Synthesis of 5-aryl-2-bromo-3-hexylthiophene (2a–i). Reagents and conditions: 1 (1 mmol), Arylboronic acids (1 mmol), K3PO4 (1.75 mmol), Pd(PPh3)4 (4 mol %), solvent/H2O (4:1), (see Table 1), 90 °C, 12 h.

Table 1

Synthesis of 5-aryl-2-bromo-3-hexylthiophene (2a–i).

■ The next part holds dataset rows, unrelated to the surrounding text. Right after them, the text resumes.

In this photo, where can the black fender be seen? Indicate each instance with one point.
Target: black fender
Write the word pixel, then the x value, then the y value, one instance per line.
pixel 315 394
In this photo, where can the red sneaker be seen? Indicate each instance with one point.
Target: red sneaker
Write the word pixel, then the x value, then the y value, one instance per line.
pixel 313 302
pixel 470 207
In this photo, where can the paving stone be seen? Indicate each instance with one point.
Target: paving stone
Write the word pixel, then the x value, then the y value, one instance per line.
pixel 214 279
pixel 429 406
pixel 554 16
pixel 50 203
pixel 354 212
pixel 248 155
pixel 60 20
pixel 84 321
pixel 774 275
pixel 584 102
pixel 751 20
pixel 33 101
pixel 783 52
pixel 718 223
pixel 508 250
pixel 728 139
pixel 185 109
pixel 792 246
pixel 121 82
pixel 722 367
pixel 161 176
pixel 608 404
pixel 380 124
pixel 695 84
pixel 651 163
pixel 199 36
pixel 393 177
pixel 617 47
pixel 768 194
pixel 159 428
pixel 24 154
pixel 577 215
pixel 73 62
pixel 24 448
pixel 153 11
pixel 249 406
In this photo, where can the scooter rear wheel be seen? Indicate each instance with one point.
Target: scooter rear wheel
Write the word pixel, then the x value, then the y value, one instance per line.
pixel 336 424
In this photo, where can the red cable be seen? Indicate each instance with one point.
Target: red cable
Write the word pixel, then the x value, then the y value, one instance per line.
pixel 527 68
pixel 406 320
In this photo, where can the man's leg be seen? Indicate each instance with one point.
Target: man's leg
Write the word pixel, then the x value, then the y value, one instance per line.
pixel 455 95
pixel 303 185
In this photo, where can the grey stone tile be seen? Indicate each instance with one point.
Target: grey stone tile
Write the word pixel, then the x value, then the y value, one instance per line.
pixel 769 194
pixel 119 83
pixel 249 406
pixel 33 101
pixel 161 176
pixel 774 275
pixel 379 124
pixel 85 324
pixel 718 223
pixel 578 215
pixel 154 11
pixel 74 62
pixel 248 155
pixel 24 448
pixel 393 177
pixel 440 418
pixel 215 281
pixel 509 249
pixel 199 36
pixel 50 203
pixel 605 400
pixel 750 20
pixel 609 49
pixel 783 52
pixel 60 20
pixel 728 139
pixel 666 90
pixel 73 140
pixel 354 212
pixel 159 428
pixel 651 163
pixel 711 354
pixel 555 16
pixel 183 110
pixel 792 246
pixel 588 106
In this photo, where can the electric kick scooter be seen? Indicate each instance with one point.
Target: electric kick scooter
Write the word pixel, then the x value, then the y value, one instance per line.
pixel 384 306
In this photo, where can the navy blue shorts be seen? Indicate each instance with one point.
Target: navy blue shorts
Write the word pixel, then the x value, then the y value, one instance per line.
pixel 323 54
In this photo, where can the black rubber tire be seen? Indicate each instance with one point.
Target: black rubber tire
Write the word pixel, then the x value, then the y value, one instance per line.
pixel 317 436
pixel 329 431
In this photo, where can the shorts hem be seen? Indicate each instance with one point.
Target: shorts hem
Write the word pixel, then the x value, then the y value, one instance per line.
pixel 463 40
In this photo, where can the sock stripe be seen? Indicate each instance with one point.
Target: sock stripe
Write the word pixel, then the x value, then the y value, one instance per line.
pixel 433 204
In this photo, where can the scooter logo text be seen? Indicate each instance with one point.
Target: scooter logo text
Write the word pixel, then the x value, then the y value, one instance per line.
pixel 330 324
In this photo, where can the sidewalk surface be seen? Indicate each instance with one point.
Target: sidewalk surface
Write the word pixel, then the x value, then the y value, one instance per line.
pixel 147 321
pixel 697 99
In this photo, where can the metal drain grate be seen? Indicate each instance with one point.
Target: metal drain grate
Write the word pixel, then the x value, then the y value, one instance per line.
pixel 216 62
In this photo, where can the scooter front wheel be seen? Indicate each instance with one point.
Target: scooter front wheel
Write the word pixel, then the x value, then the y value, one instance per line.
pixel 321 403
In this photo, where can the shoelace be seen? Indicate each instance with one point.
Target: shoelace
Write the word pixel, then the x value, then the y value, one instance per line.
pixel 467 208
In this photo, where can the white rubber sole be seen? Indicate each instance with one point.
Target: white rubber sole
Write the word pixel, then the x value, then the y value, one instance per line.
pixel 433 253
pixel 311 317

Entry	Aryl Boronic Acids	Product	Solvent/H2O (4:1)	Yield%
1	4-MeC6H4B(OH)2		Dioxane	76
			Toluene	57
2	3,5-Me2C6H3B(OH)2		Dioxane	70
3	4-MeOC6H4B(OH)2		Dioxane	68
4	4-ClC6H4B(OH)2		Dioxane	77
5	4-IC6H4B(OH)2		Dioxane	69
6	3,5-F2C6H3B(OH)2		Dioxane	65
7	3-Cl,4-FC6H3B(OH)2		Dioxane	68
8	4-MeSC6H4B(OH)2		Dioxane	62
9	3-AcC6H4B(OH)2		Dioxane	72

2.2. Pharmacological Aspects

2.2.1. Haemolytic Activity

Compared with the positive control triton X-100 standard, compounds 2a–b, 2f and 2h–i showed moderate haemolytic activity, whereas compounds 2c and 2g exhibited the highest toxicity effects. It was surprisingly noted that compound 2g exhibited the highest % lysis of RBCs (19.54%) against triton X-100, which might be due to the presence of electron-withdrawing F and Cl moieties present on the phenyl ring. Table 2 shows that compound 2e showed moderate haemolytic activity (10.22%), probably due to the presence of a bulky iodine group at para position in the aromatic phenyl ring. The data from Table 2 also shows that compounds 2b and 2i exhibited low toxicity effect with % lysis values of RBC (4.54%) and (5.51%), respectively. In contrast, compound 2c showed a higher toxicity value (19.50%). This might be due to the presence of one -OCH3 group (negative inductive effect and positive resonance effect). Mologni et al. [15] reported that anticancer activity is usually enhanced by the presence of electron-releasing groups (positive resonance effect) [15]. Therefore, the presence of a -OCH3 group in compound 2c could be the possible cause of the higher % lysis of RBCs. In view of the observed differences in the % lysis values of RBC, it is suggested that the electron withdrawing and electron donating functional groups have an influence on the haemolytic activity of the compounds. Ding et al. [16] reported that the compounds with the Cl functional group at the benzene ring exhibited better and higher haemolytic activities than the compounds with -CH3 substitution at the same position. For this reason, compound 2d (9.13%) showed better haemolytic activity value than compound 2a (7.52%). These compounds (2a–i) showed moderate to high % lysis of RBC and can be used as potential anticancer agents (Figure 1).

Table 2

Haemolytic activity data of 5-aryl-2-bromo-3-hexylthiophene based compounds (2a–i).

Entry	% Lysis of RBC ± SD
2a	7.52 ± 0.042
2b	4.54 ± 0.054
2c	19.50 ± 0.079
2d	9.13 ± 0.113
2e	10.22 ± 0.084
2f	6.55 ± 0.071
2g	19.54 ± 0.095
2h	5.97 ± 0.102
2i	5.51 ± 0.089
Positive Control	100%

Figure 1

Values of haemolytic, anti-thrombolytic and biofilm inhibition activities.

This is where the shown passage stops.